Далекая музыка дочери Сталина
Шрифт:
В этих интервью – на телевидении в день выхода книги – она убеждала всех, что она – самый близкий мне человек, и не постеснялась лгать, якобы мы вместе работали, и сплетничать. На самом же деле я никогда больше ее не видела после первых дней в Нью-Йорке. Она уехала к мужу в Атланту и работала там. Ее работу мне не показали до дня, когда появился сигнальный экземпляр. Делать правку и читать корректуру мне не дали. Издатель Эван Томас сказал: «Вы можете не беспокоиться об этом».

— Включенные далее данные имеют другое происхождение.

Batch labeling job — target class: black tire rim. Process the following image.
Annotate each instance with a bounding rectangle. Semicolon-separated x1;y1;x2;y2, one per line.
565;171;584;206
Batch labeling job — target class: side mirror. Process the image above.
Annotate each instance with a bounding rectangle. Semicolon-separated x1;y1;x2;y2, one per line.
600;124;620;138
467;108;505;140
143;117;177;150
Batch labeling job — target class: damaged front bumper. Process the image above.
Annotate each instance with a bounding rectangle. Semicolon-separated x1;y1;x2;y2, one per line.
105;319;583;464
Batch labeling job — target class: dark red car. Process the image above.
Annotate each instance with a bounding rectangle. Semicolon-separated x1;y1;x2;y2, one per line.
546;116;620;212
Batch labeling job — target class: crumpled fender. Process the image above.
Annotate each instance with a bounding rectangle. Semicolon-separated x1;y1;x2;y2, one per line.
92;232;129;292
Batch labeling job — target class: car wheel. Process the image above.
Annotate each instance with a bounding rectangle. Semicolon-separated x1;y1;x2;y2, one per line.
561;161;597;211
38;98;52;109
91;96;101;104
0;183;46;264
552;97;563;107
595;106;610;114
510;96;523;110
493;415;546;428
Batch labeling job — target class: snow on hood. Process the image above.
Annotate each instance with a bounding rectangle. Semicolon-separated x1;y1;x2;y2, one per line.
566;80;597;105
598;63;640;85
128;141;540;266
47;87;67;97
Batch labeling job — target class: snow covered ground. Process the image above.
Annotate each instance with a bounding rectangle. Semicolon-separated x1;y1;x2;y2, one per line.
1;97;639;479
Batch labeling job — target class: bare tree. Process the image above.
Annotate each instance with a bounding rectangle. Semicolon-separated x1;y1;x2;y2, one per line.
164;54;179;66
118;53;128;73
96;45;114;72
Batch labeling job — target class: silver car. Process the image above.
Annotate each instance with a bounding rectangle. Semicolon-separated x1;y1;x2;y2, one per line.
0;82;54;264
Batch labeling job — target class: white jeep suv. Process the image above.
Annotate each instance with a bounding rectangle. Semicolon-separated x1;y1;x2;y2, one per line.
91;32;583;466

Увидев, наконец, «сигнал», я совершенно расстроилась. Ошибки, плохой перевод, перевраны были даже даты! Очевидно, Присцилла не приняла всех поправок Хэйварда. Многие фразы звучали совсем не как в оригинале. И только Эдмунд Вильсон в ноябрьском номере «Нью-йоркера» (1967) наконец назвал вещи своими именами и квалифицировал перевод как «вульгарный, вульгаризирующий весь тон оригинала». А о самой переводчице он писал, что «она не только не знает
Я написала тогда Вильсону благодарственное письмо. С этого момента завязалась наша переписка. Позже Вильсон предложил в переводчики моей второй книги своего соседа по Вэллфлиту, где они жили, Павла Александровича Чавчавадзе. Я, конечно, согласилась, и поехала в Вэллфлит на Кейп Код, чтобы повидать их всех.
Чавчавадзе, грузинский князь, представитель высшей петербургской аристократии, был женат на Нине Георгиевне Романовой, дочери Великого князя Георгия Александровича, наместника Грузии, и племяннице императора. Послушавшись совета Эдмунда Вильсона, я теперь чувствовала себя совершенно неподготовленной к встрече со столь знатными особами. Мои ноги не были очень тверды, когда я прилетела в аэропорт, и учтивый, вежливый Павел Александрович хотел взять мой чемодан. Я никак не хотела ему давать этот чемодан («я сама, я сама!»), что его совершенно сразило, – как он говорил позже. (Он написал позже о нашей первой встрече.)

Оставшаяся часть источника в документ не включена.